Gut Microbes and Health Programme, Quadram Institute Bioscience, Norwich NR4 7UQ, UK.
Medical Sciences Department, University of Turin, 10126 Turin, Italy.
Int J Mol Sci. 2021 May 18;22(10):5309. doi: 10.3390/ijms22105309.
The taxonomic composition of microbial communities can be assessed using universal marker amplicon sequencing. The most common taxonomic markers are the 16S rDNA for bacterial communities and the internal transcribed spacer (ITS) region for fungal communities, but various other markers are used for barcoding eukaryotes. A crucial step in the bioinformatic analysis of amplicon sequences is the identification of representative sequences. This can be achieved using a clustering approach or by denoising raw sequencing reads. DADA2 is a widely adopted algorithm, released as an R library, that denoises marker-specific amplicons from next-generation sequencing and produces a set of representative sequences referred to as 'Amplicon Sequence Variants' (ASV). Here, we present Dadaist2, a modular pipeline, providing a complete suite for the analysis that ranges from raw sequencing reads to the statistics of numerical ecology. Dadaist2 implements a new approach that is specifically optimised for amplicons with variable lengths, such as the fungal ITS. The pipeline focuses on streamlining the data flow from the command line to R, with multiple options for statistical analysis and plotting, both interactive and automatic.

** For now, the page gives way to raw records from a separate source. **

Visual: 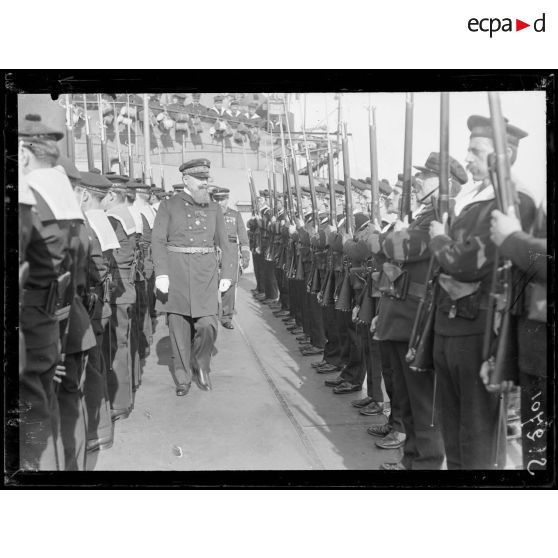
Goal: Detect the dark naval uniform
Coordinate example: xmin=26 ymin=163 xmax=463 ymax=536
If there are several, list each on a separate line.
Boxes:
xmin=152 ymin=168 xmax=235 ymax=392
xmin=103 ymin=183 xmax=137 ymax=418
xmin=221 ymin=203 xmax=250 ymax=323
xmin=500 ymin=203 xmax=550 ymax=474
xmin=430 ymin=189 xmax=534 ymax=469
xmin=19 ymin=169 xmax=83 ymax=470
xmin=376 ymin=206 xmax=444 ymax=469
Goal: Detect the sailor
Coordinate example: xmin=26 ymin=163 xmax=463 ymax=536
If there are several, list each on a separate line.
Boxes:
xmin=126 ymin=179 xmax=147 ymax=391
xmin=54 ymin=156 xmax=97 ymax=471
xmin=74 ymin=172 xmax=120 ymax=452
xmin=101 ymin=173 xmax=137 ymax=421
xmin=18 ymin=114 xmax=83 ymax=471
xmin=430 ymin=115 xmax=535 ymax=470
xmin=152 ymin=159 xmax=235 ymax=396
xmin=375 ymin=153 xmax=468 ymax=470
xmin=134 ymin=181 xmax=157 ymax=336
xmin=211 ymin=188 xmax=250 ymax=329
xmin=490 ymin=202 xmax=550 ymax=475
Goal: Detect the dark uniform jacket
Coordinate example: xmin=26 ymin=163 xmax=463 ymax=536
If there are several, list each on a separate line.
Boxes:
xmin=430 ymin=192 xmax=535 ymax=337
xmin=500 ymin=206 xmax=548 ymax=377
xmin=152 ymin=192 xmax=235 ymax=318
xmin=66 ymin=226 xmax=97 ymax=355
xmin=376 ymin=206 xmax=435 ymax=341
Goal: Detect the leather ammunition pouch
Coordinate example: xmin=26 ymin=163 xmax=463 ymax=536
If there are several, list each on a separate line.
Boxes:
xmin=438 ymin=273 xmax=488 ymax=320
xmin=527 ymin=283 xmax=547 ymax=323
xmin=22 ymin=271 xmax=72 ymax=315
xmin=377 ymin=262 xmax=409 ymax=300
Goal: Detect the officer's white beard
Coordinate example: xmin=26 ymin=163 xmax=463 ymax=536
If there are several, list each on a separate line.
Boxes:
xmin=190 ymin=185 xmax=209 ymax=204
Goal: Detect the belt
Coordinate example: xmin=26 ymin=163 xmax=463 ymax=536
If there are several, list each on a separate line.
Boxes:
xmin=407 ymin=281 xmax=426 ymax=298
xmin=22 ymin=289 xmax=50 ymax=306
xmin=167 ymin=246 xmax=215 ymax=254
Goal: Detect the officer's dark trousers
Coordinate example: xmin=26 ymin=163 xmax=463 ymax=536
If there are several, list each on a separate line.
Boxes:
xmin=252 ymin=252 xmax=265 ymax=294
xmin=83 ymin=328 xmax=112 ymax=446
xmin=307 ymin=293 xmax=326 ymax=349
xmin=168 ymin=314 xmax=219 ymax=384
xmin=434 ymin=334 xmax=506 ymax=470
xmin=321 ymin=305 xmax=341 ymax=366
xmin=366 ymin=334 xmax=384 ymax=403
xmin=57 ymin=352 xmax=87 ymax=471
xmin=19 ymin=342 xmax=64 ymax=471
xmin=275 ymin=267 xmax=289 ymax=310
xmin=287 ymin=279 xmax=302 ymax=325
xmin=382 ymin=341 xmax=444 ymax=470
xmin=103 ymin=304 xmax=137 ymax=411
xmin=131 ymin=281 xmax=151 ymax=390
xmin=262 ymin=258 xmax=279 ymax=300
xmin=336 ymin=310 xmax=366 ymax=385
xmin=378 ymin=341 xmax=405 ymax=434
xmin=221 ymin=283 xmax=236 ymax=323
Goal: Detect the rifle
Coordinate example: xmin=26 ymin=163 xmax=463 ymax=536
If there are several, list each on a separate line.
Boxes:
xmin=97 ymin=93 xmax=110 ymax=174
xmin=341 ymin=122 xmax=354 ymax=235
xmin=399 ymin=93 xmax=414 ymax=221
xmin=64 ymin=93 xmax=76 ymax=163
xmin=302 ymin=110 xmax=319 ymax=226
xmin=248 ymin=169 xmax=258 ymax=217
xmin=483 ymin=92 xmax=518 ymax=391
xmin=112 ymin=101 xmax=124 ymax=175
xmin=327 ymin=136 xmax=337 ymax=227
xmin=83 ymin=93 xmax=95 ymax=172
xmin=281 ymin=99 xmax=303 ymax=219
xmin=368 ymin=107 xmax=382 ymax=224
xmin=126 ymin=94 xmax=135 ymax=177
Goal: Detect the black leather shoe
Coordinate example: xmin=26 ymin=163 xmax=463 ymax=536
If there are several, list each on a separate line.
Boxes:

可以使用通用标记扩增子测序来评估微生物群落的分类组成。细菌群落最常用的分类标记是 16S rDNA,真菌群落最常用的分类标记是内部转录间隔区(ITS),但也有各种其他标记用于真核生物的条形码。扩增子序列生物信息学分析的关键步骤是鉴定代表序列。这可以通过聚类方法或对原始测序reads 进行去噪来实现。DADA2 是一种广泛采用的算法,作为 R 库发布,它可以从下一代测序中去除标记特异性扩增子,并产生一组称为“扩增子序列变体”(ASV)的代表序列。在这里,我们介绍了 Dadaist2,这是一个模块化的管道,提供了从原始测序reads 到数值生态学统计的完整分析套件。Dadaist2 实现了一种新方法,专门针对具有可变长度的扩增子(如真菌 ITS)进行了优化。该管道专注于简化从命令行到 R 的数据流,提供了多种统计分析和绘图选项,包括交互式和自动选项。